简体   繁体   English

java分裂混淆空间字符

[英]java split confusing space character

I am splitting a string which contains a filename from a windows system. 我正在拆分一个包含Windows系统文件名的字符串。 The string uses the ascii FS to separate the filename from other information 该字符串使用ascii FS将文件名与其他信息分开

eg filename.jpgFSotherInformationFSanotherPartOfInformation 例如filename.jpgFSotherInformationFSanotherPartOfInformation

Here some example code: 这里有一些示例代码:

String fs = new String(new byte[]{(byte)32}); 
String information ="filename (copy).jpg"+fs+"otherInformation"; 
String[] parts = information.split(fs);

Why does split confuse the space-separator with the ascii-FS? 为什么拆分会将空间分隔符与ascii-FS混淆?

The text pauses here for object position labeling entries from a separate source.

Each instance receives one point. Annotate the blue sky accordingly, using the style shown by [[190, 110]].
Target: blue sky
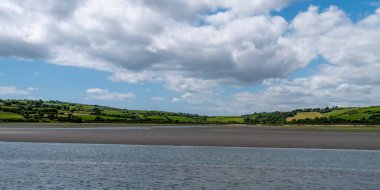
[[252, 56]]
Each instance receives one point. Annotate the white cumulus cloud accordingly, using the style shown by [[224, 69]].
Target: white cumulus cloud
[[104, 94]]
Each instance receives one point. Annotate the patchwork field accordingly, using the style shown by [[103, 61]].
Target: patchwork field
[[10, 115], [304, 115]]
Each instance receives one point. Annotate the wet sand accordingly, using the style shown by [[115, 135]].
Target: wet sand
[[236, 136]]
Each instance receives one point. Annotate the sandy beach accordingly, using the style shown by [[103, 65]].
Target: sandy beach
[[237, 136]]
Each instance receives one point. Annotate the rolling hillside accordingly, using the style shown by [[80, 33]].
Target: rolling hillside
[[56, 111]]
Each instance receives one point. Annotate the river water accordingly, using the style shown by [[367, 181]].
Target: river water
[[95, 166]]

Should I use a different function that split? 我应该使用不同的功能吗? Pattern.quote(fs) does help either... :-( Pattern.quote(fs)确实帮助...... :-(

Because FS is not ascii value 32. 因为FS不是ascii值32。

http://bestofthisweb.com/blogs/tag/ascii-table/ http://bestofthisweb.com/blogs/tag/ascii-table/

The FS is character 28, but this control character should not be used in file names, only for some rare binary file formats (I don't know of one which uses it anymore) FS是字符28,但是这个控制字符不应该用在文件名中,只能用于一些罕见的二进制文件格式(我不知道再使用它的那个)

The space character is 32 which is why it looks the same the split, because it is. 空格字符是32,这就是它看起来与拆分相同的原因,因为它是。

For a simple field seperator, I suggest you use ',' or '\\t' which can be easily read as text or using a spreadsheet package. 对于简单的字段分隔符,我建议您使用','或'\\ t',它们可以像文本或电子表格包一样轻松阅读。

I would suggest stepping through the code in a debugger so you can see what you program is doing. 我建议逐步调试调试器中的代码,以便您可以看到您的程序正在执行的操作。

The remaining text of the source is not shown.